FMP

FMP

ASGN Incorporated (NYSE:ASGN) Financial and Operational Highlights

  • ASGN's financial performance in Q3 2024 includes revenues of $1.031 billion and net income of $47.5 million, with an adjusted EBITDA of $116.9 million.
  • The company repurchased one million shares for $95.6 million, aiming to enhance shareholder value.
  • IT consulting segment is a major revenue contributor, with the commercial segment reporting new bookings of $1.2 billion and the federal government segment securing $1.1 billion in new contract awards.

ASGN Incorporated (NYSE:ASGN) is a leading provider of IT services and solutions, catering to both commercial and government sectors. The company offers a range of services, including IT consulting and staffing solutions. ASGN competes with other major players in the IT services industry, striving to maintain its position through strategic initiatives and financial performance.

On October 25, 2024, Lindstrom Carol, a director at ASGN, sold 1,060 shares of the company's common stock at approximately $93.02 per share. This transaction leaves her with 4,579 shares. The sale comes at a time when ASGN's stock is trading at $92.75, reflecting a 1.19% decrease today, with a trading range between $92.645 and $95.98.

ASGN's financial results for the third quarter of 2024 show revenues of $1.031 billion and a net income of $47.5 million. The adjusted EBITDA, a measure of the company's operating performance, is $116.9 million, which is 11.3% of the revenues. Operating cash flows are strong at $135.8 million, with free cash flow at $127.9 million, indicating healthy financial management.

The company has also been active in repurchasing its own shares, buying back approximately one million shares for $95.6 million during the quarter. This move can be seen as a strategy to enhance shareholder value by reducing the number of shares outstanding, potentially increasing earnings per share.

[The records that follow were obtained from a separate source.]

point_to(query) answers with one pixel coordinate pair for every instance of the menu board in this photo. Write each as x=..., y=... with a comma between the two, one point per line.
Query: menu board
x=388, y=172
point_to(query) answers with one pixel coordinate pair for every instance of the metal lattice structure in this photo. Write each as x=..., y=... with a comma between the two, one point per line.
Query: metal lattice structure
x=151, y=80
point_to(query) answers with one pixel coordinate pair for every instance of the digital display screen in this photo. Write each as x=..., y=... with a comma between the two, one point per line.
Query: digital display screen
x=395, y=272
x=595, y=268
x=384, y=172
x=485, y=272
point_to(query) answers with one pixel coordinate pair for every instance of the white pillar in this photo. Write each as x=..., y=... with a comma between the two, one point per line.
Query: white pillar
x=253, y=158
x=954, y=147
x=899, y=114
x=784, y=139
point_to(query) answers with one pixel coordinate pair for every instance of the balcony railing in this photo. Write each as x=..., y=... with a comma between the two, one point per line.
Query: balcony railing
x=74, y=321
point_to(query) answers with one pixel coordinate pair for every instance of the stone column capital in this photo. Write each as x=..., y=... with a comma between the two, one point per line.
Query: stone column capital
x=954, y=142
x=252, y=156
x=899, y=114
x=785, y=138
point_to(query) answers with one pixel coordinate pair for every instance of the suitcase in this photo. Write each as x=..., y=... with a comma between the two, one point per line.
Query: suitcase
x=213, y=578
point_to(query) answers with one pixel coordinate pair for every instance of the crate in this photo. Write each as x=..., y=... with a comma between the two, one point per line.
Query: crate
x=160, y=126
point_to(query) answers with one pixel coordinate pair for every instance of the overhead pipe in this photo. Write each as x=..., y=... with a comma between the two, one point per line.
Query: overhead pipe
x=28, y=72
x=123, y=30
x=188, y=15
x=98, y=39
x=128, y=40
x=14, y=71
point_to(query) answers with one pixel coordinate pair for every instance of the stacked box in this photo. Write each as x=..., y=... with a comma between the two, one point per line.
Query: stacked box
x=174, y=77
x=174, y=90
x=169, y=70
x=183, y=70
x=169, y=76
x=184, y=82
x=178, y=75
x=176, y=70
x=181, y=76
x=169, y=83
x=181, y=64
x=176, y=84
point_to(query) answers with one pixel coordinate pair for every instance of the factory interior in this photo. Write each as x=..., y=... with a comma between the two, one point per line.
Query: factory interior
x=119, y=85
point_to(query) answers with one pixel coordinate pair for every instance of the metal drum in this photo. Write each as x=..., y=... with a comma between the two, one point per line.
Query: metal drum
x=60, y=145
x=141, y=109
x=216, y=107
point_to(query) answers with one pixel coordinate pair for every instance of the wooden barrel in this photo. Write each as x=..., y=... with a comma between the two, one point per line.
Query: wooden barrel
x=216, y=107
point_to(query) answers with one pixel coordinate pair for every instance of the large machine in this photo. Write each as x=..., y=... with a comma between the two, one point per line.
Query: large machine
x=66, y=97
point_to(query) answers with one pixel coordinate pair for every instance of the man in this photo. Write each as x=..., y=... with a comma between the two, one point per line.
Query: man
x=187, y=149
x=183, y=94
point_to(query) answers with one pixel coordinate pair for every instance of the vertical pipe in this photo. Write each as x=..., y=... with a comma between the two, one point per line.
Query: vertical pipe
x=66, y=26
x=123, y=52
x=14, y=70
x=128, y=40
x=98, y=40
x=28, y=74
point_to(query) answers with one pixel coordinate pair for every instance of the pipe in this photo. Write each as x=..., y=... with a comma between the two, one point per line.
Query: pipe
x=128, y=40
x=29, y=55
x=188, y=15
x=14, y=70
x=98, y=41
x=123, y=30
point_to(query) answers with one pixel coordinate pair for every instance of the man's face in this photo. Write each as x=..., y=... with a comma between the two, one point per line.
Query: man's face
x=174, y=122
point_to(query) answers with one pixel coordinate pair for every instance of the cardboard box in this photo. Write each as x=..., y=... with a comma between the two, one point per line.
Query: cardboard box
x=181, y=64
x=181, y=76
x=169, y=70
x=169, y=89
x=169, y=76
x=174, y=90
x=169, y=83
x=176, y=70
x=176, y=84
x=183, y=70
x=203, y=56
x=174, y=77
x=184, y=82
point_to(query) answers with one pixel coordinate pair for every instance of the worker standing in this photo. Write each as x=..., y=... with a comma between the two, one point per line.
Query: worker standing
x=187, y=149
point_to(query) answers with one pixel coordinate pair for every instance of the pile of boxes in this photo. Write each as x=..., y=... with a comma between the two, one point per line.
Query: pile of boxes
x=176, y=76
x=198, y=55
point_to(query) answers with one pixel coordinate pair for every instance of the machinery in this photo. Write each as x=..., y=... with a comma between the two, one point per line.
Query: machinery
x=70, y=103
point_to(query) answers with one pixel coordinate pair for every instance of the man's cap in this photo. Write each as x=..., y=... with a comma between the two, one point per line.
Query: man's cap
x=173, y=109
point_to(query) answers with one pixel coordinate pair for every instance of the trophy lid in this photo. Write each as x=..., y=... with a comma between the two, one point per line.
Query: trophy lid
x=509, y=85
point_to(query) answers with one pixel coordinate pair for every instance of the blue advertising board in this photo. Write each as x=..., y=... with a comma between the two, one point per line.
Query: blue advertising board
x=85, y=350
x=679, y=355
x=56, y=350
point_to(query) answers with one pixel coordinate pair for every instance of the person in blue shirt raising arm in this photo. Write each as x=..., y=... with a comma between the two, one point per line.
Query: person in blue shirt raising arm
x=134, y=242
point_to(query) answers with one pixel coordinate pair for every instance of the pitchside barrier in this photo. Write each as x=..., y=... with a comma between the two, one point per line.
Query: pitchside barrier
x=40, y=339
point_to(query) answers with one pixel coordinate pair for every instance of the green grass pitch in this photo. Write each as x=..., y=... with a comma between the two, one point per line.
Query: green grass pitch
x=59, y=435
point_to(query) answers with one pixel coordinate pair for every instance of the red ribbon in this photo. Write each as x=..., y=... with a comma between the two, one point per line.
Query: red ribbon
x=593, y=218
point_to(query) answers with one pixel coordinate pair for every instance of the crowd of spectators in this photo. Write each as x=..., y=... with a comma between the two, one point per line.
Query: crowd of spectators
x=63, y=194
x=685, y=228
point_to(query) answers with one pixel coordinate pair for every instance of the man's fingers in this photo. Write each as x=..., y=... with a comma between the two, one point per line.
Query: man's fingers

ASGN's IT consulting segment contributes significantly to its revenues, accounting for 57.9% of the total. The commercial segment reported new bookings of $1.2 billion over the past year, with a book-to-bill ratio of 1.1 to 1, indicating strong demand. The federal government segment secured $1.1 billion in new contract awards, with a book-to-bill ratio of 0.9 to 1, as highlighted by the management's comments on stable market demand.